In 2018, Dr. Dawn Nelson took the stage as the keynote speaker at the annual Charles F. Whitten Memorial Lecture to address a packed crowd about the prevalence of dizziness, falling and hearing loss in people living with sickle cell anemia.
While there have been many discussions and resources provided detailing pain symptoms associated with sickle cell anemia, dizziness, hearing loss and falling are topics that have been overlooked within the sickle cell discussion.
Bone and muscle pain are common when a patient experiences a sickle cell crisis because blood vessels in these tissues are very small, leading to an increase in the disruption of regular blood flow due to the sickle shape of red blood cells.
The cochlear-vestibular system, or your hearing and balance system located in the inner ear, are no different. This network of neural tissues, bones, and fluids is smaller than the size of a golf ball but has a disproportionately high blood supply for its size.

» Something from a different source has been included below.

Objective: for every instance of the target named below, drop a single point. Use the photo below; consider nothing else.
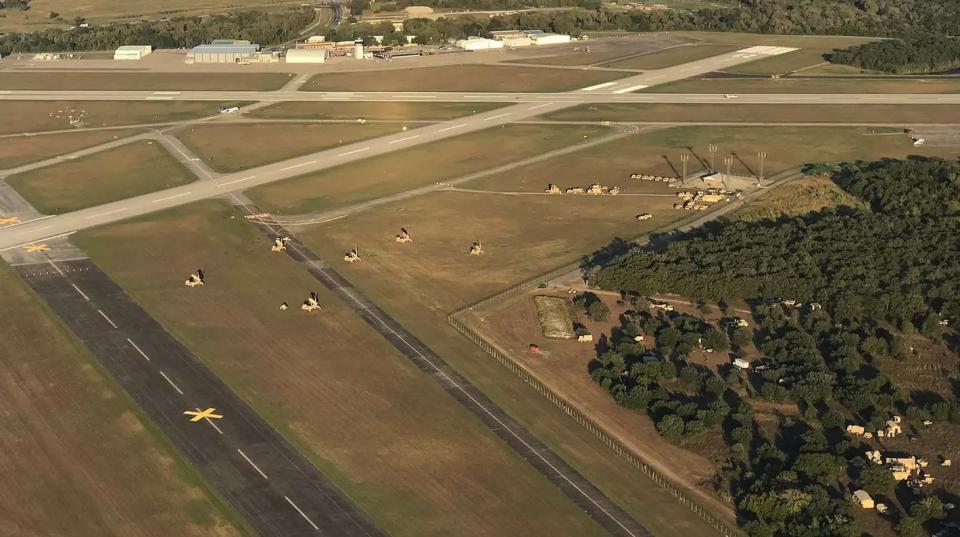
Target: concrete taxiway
(31, 231)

There is an intricate and vast network of small arteries that are responsible for providing oxygenated blood to the inner ear and because of the diameter of these vessels, premature red blood cells with a sickled shape are more likely to become clogged decreasing the volume of blood flow.

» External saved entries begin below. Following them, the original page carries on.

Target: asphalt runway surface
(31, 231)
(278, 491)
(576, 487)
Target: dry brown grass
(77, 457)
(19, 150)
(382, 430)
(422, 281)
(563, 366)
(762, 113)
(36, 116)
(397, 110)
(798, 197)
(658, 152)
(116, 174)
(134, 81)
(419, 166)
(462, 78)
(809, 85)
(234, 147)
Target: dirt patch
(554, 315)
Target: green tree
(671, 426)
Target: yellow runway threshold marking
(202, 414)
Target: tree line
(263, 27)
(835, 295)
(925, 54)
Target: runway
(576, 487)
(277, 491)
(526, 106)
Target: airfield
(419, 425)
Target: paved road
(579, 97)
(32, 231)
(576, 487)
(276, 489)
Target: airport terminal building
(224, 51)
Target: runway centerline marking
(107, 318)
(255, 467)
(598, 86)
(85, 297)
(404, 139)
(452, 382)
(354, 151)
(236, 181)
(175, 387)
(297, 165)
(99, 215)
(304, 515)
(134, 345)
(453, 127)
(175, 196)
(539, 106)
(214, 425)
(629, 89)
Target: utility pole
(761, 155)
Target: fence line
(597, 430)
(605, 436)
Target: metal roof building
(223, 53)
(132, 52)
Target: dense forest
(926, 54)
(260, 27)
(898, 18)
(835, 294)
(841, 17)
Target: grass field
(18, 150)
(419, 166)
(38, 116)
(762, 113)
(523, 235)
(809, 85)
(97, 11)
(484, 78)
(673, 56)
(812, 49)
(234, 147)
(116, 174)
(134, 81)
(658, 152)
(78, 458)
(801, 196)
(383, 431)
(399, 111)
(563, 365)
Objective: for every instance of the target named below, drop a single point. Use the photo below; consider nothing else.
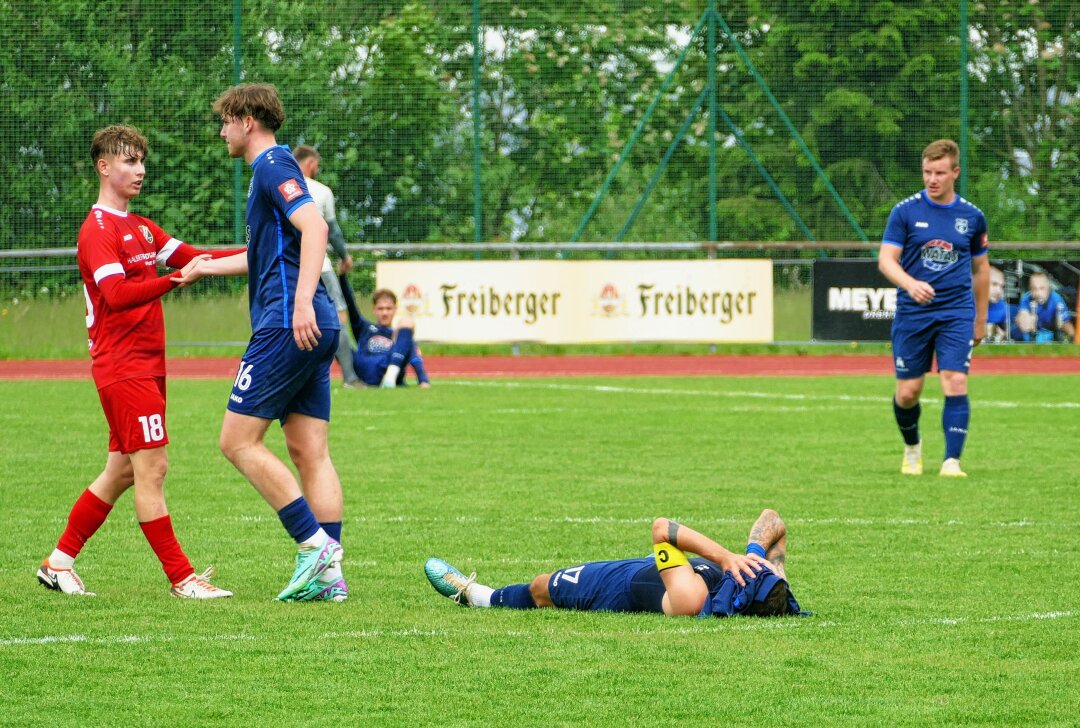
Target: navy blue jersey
(634, 584)
(278, 190)
(937, 244)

Dr. Nelson conducted a systematic review of the literature on sickle cell and associated hearing loss to find that anywhere from 21-66 percent (average 37 percent) of people living with sickle cell also suffer from some level of hearing loss of difficulty at some point. Further investigation revealed that the majority of patients reported that hearing loss fluctuated and had a close association to flare-ups of sickle cell crisis.
Because the inner ear is home to both our hearing and balance systems, they are directly related in terms of function and volume of blood flow. Not surprisingly, up to 67 percent of patients with sickle cell disease report experiencing dizziness and imbalance in and out of a crisis.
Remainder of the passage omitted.